22 December 2005The Independent
The campaign to try to force schools in the United States to teach an alternative to Darwinism has suffered a severe set-back after a judge ruled that to do so was a violation of the constitution.
The judge also said that proponents of so-called Intelligent Design had repeatedly lied about the religious convictions that drove them.
In a ruling that will reverberate in schools across the country, US District Judge John Jones ruled the Dover school board in Pennsylvania had been wrong to insist that a statement about Intelligent Design (ID) be read to pupils during biology lessons. He said such a policy represented "breathtaking inanity".
"The citizens of the Dover area were poorly served by the members of the board who voted for the ID Policy," the judge wrote in a 139-page opinion, following a six-week trial. "It is ironic that several of these individuals, who so staunchly and proudly touted their religious convictions in public, would time and again lie to cover their tracks and disguise the real purpose behind the ID Policy."
The ruling is a blow Christian conservatives who in more than 30 states across the US have been pressing for the teaching of Creationism. Some of the members of the Dover school board which voted for the measure were fundamentalist Christians. A number of those members were ousted in an election last month and the president of the new school board said it was unlikely that they would appeal the judge's ruling.
The row blew up last year when two board members, Jeff and Carol Buckingham, resigned in protest at the decision to teach ID. Soon afterwards a number of parents brought a lawsuit against the school board in which they claimed the separation of church and state afforded by the constitution was being breached.
The school board was the first in the US to introduce ID into the curriculum whereby 13 and 14-year-old students were required to listen to a statement read out in their biology classes which claimed that Darwinism was a theory with inexplicable "gaps" and was "not a fact". It encouraged students who wanted to know more to read a controversial ID text book called Of Pandas and People. Copies of the book were reportedly donated to the school by a relative of a former board member.
Last night, speaking from their home in Dover, Mrs Buckingham said: "I couldn't be more delighted. This is more than vindication. I see this as a reaffirmation of the separation of church and state."

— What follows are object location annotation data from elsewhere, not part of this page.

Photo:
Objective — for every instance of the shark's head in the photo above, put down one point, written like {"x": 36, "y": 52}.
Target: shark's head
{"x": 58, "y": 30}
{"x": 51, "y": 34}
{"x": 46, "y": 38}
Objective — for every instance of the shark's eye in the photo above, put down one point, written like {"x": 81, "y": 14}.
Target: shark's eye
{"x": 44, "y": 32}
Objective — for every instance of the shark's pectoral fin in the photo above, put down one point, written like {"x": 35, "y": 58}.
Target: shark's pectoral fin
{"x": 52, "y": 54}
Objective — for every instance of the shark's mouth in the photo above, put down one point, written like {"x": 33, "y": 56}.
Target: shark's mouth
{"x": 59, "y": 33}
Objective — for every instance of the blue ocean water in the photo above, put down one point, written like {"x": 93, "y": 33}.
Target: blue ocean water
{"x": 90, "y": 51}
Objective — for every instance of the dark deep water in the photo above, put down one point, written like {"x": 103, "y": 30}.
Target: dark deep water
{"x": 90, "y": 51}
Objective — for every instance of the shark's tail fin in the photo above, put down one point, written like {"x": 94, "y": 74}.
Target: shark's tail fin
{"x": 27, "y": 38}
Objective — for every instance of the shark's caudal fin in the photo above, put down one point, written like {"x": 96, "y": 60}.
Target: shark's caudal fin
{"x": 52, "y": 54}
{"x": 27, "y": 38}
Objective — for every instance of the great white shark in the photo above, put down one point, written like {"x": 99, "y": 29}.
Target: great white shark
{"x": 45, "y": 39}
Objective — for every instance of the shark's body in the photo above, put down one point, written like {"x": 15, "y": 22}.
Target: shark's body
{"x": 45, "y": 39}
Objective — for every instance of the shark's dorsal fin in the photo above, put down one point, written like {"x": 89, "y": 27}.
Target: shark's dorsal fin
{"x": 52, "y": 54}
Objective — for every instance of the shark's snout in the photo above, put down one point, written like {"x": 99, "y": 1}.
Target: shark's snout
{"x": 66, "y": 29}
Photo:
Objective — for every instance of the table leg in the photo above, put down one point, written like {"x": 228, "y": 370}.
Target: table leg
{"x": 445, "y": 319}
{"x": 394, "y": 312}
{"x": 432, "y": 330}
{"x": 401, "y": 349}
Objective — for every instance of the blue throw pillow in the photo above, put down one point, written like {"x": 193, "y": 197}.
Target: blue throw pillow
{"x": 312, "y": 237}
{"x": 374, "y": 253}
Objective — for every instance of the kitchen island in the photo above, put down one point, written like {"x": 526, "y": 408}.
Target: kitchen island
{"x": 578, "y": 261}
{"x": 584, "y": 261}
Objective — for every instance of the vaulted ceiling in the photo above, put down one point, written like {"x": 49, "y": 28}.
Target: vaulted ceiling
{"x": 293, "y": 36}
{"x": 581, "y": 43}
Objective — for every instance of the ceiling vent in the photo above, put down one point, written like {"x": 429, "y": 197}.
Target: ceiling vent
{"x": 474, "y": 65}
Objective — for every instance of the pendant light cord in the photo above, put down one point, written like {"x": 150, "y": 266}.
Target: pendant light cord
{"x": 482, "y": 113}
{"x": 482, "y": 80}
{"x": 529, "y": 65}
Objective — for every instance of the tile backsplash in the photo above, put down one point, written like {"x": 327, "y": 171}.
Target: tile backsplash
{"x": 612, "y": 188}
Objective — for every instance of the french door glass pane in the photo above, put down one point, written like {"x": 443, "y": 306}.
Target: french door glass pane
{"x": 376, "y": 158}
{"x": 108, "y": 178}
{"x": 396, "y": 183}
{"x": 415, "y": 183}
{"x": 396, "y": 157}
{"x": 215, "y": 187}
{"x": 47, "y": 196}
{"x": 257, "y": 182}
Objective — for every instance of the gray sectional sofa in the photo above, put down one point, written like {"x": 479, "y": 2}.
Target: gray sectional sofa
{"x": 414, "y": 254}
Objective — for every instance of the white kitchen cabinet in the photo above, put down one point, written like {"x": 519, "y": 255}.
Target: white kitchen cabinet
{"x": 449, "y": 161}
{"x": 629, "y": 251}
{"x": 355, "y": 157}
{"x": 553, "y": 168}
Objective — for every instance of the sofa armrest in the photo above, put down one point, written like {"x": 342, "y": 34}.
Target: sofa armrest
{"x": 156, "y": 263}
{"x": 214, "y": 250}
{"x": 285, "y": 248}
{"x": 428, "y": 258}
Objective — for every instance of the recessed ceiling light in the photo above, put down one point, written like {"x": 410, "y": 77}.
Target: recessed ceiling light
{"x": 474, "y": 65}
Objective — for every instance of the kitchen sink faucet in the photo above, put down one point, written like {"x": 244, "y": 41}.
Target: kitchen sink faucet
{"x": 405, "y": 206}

Proponents of ID claim that life is inherently too complicated to have been created by accident. During the trial, lawyers for the board argued that the school board members were merely seeking to improve science education by exposing students to alternatives to Darwin's theory based on random selection.
Opponents say this is a little-disguised version of Creationism, which the Supreme Court has previously ruled should not be taught in schools. Indeed, when The Independent visited Dover when the controversy initially ignited last year, it was simple to discover that some of the school board members and their friends were conservative Christians who would have liked to have taught Creationism.
In his ruling the judge indicated that he too was aware of what lay behind the move to teach ID. "We find that the secular purposes claimed by the board amount to a pretext for the board's real purpose, which was to promote religion in the public school classroom," he said.
The controversy about ID was further fuelled earlier this year when President George Bush said he believed that both ID and Darwinism should be taught in schools.